Everyone got their block of wood and a set of instructions. You had to plane and sand the block to very very very specific measurements. Then you had to put a bevel edge all around the top. When you completed the task, the teacher checked your finished product with a micrometer so he could see if your measurements were correct all the way around every edge…down to the millimeter!

This is the time I first began learning certain things about myself that my mother and father never told me.  They weren’t even mentioned in the operating manual they gave me when I was born. It seems I lacked certain mechanical skills. Odd! My father was an engineer, a draftsman who drew up blueprints in very very very specific detail. Wouldn’t you think I would have inherited some of those skills?

Anyway, I got to work on my practice piece and the first thing I noticed was how difficult it was to achieve the proper measurements consistently all around the block of wood. I’d get one side right, then screw up the other. To make a long story short, I went through at least a dozen or more practice pieces trying to get it right. I never did. Week after week I’d plane and sand, sand and plane; take a little off here, then oops, too much there.

Meanwhile all the other kids were busy working away at building birdhouses and bookcases and cool stuff like that.
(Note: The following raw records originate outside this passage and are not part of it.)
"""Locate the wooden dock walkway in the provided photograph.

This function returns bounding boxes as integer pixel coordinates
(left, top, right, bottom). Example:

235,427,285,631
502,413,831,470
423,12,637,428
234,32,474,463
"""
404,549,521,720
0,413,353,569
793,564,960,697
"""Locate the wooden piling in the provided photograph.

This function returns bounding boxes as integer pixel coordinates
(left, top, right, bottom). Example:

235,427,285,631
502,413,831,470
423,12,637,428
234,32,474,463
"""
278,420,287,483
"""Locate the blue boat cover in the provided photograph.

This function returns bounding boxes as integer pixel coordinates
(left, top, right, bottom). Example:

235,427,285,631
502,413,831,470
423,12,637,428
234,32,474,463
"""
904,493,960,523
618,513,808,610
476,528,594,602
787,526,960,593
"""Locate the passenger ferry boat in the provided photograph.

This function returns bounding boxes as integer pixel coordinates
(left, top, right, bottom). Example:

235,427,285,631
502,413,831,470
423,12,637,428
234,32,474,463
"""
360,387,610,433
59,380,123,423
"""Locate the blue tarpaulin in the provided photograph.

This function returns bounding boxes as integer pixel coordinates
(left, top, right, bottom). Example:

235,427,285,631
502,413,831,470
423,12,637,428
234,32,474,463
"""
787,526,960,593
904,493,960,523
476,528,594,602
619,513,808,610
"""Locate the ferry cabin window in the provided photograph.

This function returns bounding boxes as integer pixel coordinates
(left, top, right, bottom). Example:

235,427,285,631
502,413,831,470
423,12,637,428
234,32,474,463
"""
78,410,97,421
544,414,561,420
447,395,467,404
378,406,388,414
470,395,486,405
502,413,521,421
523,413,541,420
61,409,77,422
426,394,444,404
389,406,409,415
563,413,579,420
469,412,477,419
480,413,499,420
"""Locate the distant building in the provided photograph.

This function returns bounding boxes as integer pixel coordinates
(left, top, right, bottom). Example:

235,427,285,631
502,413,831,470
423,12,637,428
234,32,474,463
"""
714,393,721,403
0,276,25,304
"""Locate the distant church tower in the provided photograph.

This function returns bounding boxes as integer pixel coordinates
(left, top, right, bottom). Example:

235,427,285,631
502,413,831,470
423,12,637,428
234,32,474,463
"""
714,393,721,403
I kept planing and sanding, sanding and planing. The teacher finally passed one of my pieces with a “D” which was probably for “dimwitted.” But as far as I was concerned there was no doubt about it, the entire episode was child abuse, right out of the child abuse manual that my parents didn’t give me at birth.

I told you this story because it kind of explains how the kitchen got flooded last night.  I was attempting to remove the broken icemaker from the refrigerator and install a new one. Boy, you should have seen all the water.  It was like a firehose had opened up full blast.  Water was everywhere before we finally got to turn off the water main outside.  Then it took forever to sop it all up. Lucky thing I had a Wet Vac.  That sure helped.

For sure, it was an experience I will never forget…just like my practice piece in woodshop. I don’t need to bore you with the details of the great flood and how it all happened.  But it proved once more that by the time you reach my age one should accept what one is capable of doing…and not.  Nuff said.